Las Vegas Sun

April 18, 2024

Joe Downtown: Complaints spur effort to change code on building retrofits

A Las Vegas councilman wants to change a city code that forces developers to spend thousands to retrofit older buildings with energy-saving measures such as window glazing and insulation on cinder-block walls.

Councilman Bob Beers has spent months working with city staff on the changes, he said, because he’s received so many complaints from small-business operators, many of them downtown. He added that the city’s energy code, adopted in 2011, doesn’t always comport with “common sense.”

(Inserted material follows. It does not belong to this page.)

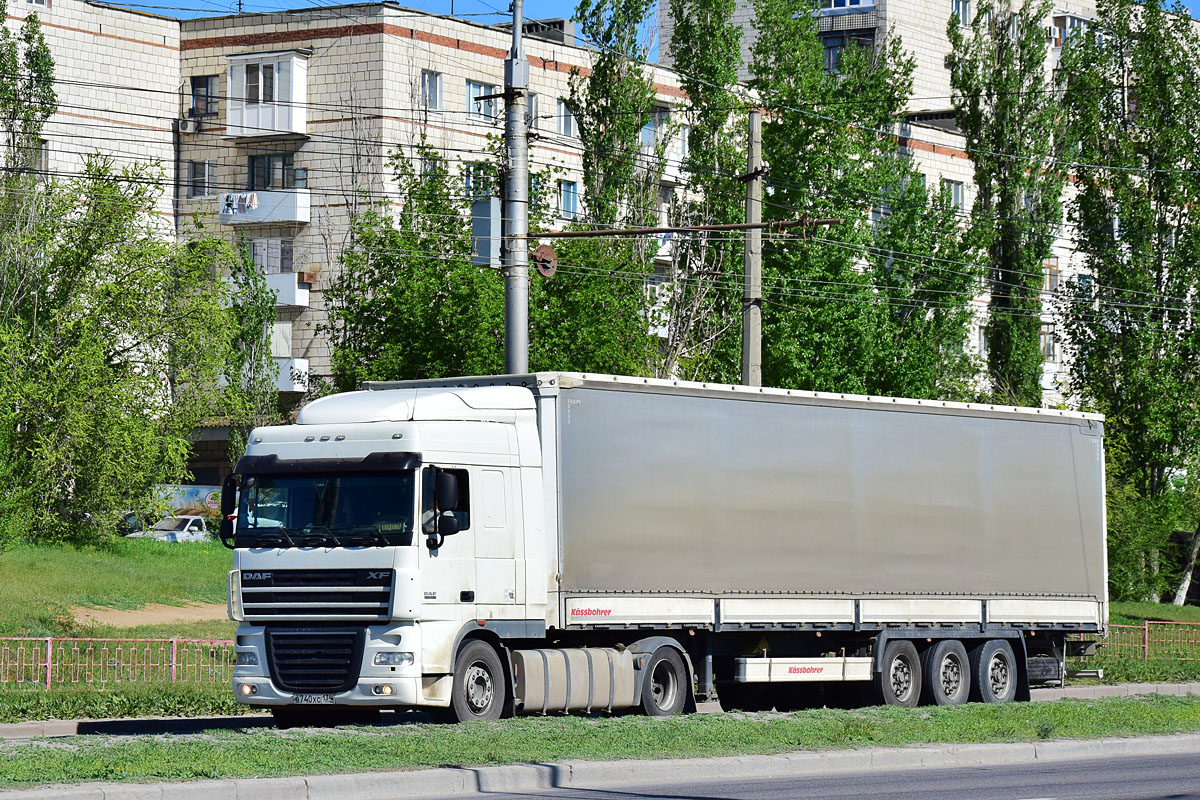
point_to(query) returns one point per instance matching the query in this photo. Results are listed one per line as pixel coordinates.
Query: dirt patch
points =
(151, 614)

“These codes are rewritten every three years and don’t really get much of a hearing from legislatures or city councils … so we often don’t understand what we’ve adopted until after staff has time to work with it,” Beers said.

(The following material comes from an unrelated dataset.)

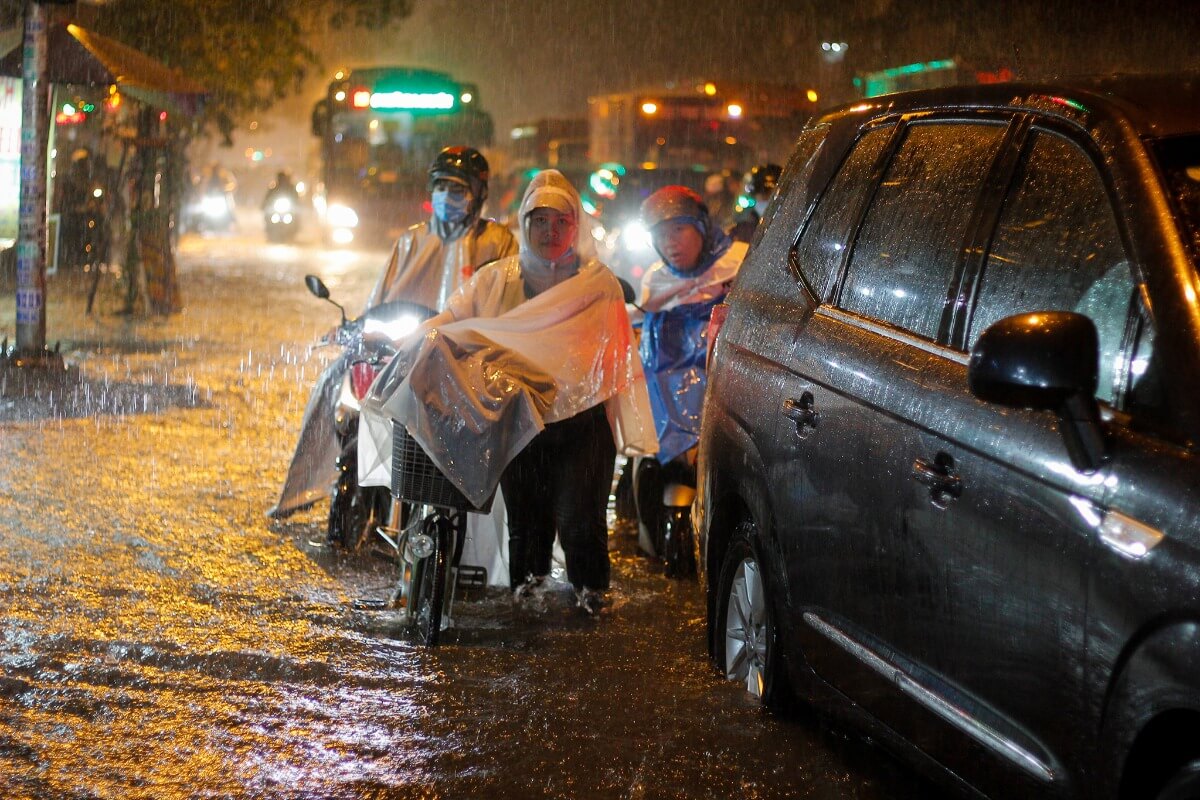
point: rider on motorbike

As an example, he said merchants in the relatively new Tivoli Village, 440 S. Rampart Blvd., expected to installed glazed windows. But the new code also required the windows to be tinted.

Not only does window tinting hinder views of a store’s merchandise, he said, but it blocks sunlight. “Some of these places never get sunshine, but the code says do it this way – even if it defies common sense.”

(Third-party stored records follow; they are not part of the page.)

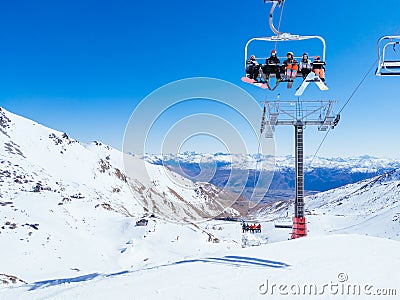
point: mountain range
(278, 174)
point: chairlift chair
(282, 37)
(388, 66)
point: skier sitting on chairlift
(290, 66)
(272, 66)
(252, 68)
(318, 67)
(305, 65)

Another result of the code, Beers said, is a requirement for people with cinder block buildings to install 6 inches of insulation, which he said reduces the square footage of a building and can be costly.

“The first half of our first 100 years, everything was built from cinder blocks,” he added. “The way this code requires treatment is just unconscionable and is very clearly holding up business.”

The code change will be introduced at Wednesday's City Council meeting, with discussion to be at later meetings.

Joe Schoenmann doesn’t just cover downtown, he lives and works there. Schoenmann is Greenspun Media Group’s embedded downtown journalist, working from an office in the Emergency Arts building.